Synopsis : Le chef mafieux Durga est persécuté par un gang rival. Le parrain de ce dernier réussit à faire sortir Sarkar de prison. Ce terrible tueur va mettre le quartier de Durga à feu et à sang.

Avis de Laurent : La découverte tardive de Gaayam (1993) illustre à merveille la collaboration entre deux monstres sacrés des cinémas régionaux indiens. On retrouve à la réalisation Ram Gopal Varma, représentant le cinéma telugu (langue parlé dans l’Andhra Pradesh au sud de l’Inde) qui est reconnu aujourd’hui comme le fer de lance du cinéma de genre à Bollywood (Bhoot, Company, Sarkar) et à l’écriture Mani Ratman (Dil Se, Roja) qui représente la vitalité du cinéma tamoul (région de Madras).

Gaayam raconte l’évolution mafieuse de Durga suite à la mort de son frère et décrit les conflits sanglants entre les différents groupes criminels pour influer sur un même territoire. S’inspirant très librement du Parrain de Francis Ford Coppola, Gaayam propose déjà toutes les thématiques qui ont fait la renommée des dernières productions de Ram Gopal Varma. D’ailleurs, le film a été tout récemment retitré de manière racoleuse Satya The Sarkar afin d ‘exploiter au maximum la popularité de deux de ses plus gros succès (Satya et Sarkar).
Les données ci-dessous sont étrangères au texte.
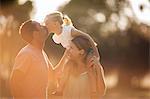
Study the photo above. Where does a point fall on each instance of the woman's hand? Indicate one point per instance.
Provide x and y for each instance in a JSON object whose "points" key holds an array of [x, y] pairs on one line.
{"points": [[57, 93]]}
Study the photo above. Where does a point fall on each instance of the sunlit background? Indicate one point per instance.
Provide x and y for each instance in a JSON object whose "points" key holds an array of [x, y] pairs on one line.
{"points": [[121, 29]]}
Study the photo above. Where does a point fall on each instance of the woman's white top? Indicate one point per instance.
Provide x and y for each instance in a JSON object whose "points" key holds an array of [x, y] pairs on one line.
{"points": [[65, 37]]}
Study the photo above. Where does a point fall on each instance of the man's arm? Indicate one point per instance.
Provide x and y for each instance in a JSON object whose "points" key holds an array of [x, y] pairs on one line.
{"points": [[16, 83], [101, 85], [58, 68], [75, 32]]}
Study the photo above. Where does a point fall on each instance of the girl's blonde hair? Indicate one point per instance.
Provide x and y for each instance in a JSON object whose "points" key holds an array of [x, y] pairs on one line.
{"points": [[62, 19]]}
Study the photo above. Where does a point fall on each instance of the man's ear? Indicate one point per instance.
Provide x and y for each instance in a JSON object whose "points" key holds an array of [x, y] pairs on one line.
{"points": [[82, 52]]}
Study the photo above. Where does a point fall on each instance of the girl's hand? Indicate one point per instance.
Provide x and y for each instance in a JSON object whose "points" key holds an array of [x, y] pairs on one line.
{"points": [[57, 93]]}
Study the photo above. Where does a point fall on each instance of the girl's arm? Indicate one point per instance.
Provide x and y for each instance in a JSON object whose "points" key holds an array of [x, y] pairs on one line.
{"points": [[75, 32]]}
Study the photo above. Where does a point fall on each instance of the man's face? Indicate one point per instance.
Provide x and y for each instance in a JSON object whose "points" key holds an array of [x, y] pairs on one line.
{"points": [[42, 32]]}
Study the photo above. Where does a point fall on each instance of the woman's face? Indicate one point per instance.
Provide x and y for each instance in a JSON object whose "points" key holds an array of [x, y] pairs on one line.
{"points": [[74, 52]]}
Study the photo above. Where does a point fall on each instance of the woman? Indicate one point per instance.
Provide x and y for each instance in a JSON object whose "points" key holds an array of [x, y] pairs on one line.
{"points": [[79, 75]]}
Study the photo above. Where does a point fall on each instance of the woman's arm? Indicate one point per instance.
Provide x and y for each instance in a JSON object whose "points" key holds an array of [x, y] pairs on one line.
{"points": [[58, 68], [75, 32], [63, 78]]}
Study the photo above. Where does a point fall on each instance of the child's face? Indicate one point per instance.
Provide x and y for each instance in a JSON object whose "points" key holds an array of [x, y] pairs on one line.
{"points": [[74, 52], [52, 25]]}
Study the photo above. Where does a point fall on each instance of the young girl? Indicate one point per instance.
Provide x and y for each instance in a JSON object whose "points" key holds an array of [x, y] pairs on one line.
{"points": [[64, 32]]}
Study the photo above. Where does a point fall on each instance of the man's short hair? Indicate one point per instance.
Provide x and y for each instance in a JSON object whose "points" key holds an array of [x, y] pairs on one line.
{"points": [[26, 30]]}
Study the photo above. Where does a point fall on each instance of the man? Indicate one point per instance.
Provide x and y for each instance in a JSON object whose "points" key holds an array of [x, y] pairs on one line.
{"points": [[29, 76]]}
Il est donc intéressant de (re)-découvrir un réalisateur qui est surtout reconnu pour ses films de genre tournés en hindi. Gaayam prouve de manière évidente que la brillante filmographie de Ram Gopal Varma ne devrait pas se limiter à ses films post-Satya (1998). En effet, Gaayam propose un condensé de cinéma d’une nervosité impressionnante et, à la différence de ses œuvres récentes, le cinéaste ne s’est pas encore affranchi de tous les codes du cinéma indien traditionnel. En 1993, Ram Gopal Varma n’a pas encore adopté son style purement occidental et Gaayam propose donc ses quotas de romance, d’action à l’ancienne et de passages musicaux langoureux. Mais ne vous attendez pas à une œuvre formatée et consensuelle … en effet, Gaayam est probablement son film le plus radical. Sans doute l’équivalent d’un Don’t play with Fire pour Tsui Hark. D’une violence rare (viols, fusillades aveugles, meurtres à coups de machettes, tabassages à la batte, attentats au vitriol, émeutes urbaines), Gaayam n’épargne absolument personne (les enfants, femmes et personnes âgées sont incluses dans le package). La puissance de Gaayam est aussi accentuée par une réalisation nerveuse et instinctive. Aucun plan n’est millimétré, aucun personnage n’abuse de poses frimeuses, la photographie n’est pas froidement aseptisée. Au contraire, Gaayam est tourné caméra à l’épaule et accompagné d’une mise en scène chaotique. Certaines scènes sont d’une puissance rare, comme par exemple cette fusillade dans un cinéma aux dommages collatéraux importants ou encore les longues scènes d’émeutes d’une sauvagerie impressionnante. Pas exempt pour autant de défauts, Gaayam souffre d’une première heure assez confuse, d’une longue liste de personnages difficiles à assimiler dans son ensemble ainsi que des scènes de bastons à main nue dans lesquelles on voit que les coups ne sont pas portés … mais dès que l’on passe à l’arme blanche c’est totalement On Fire !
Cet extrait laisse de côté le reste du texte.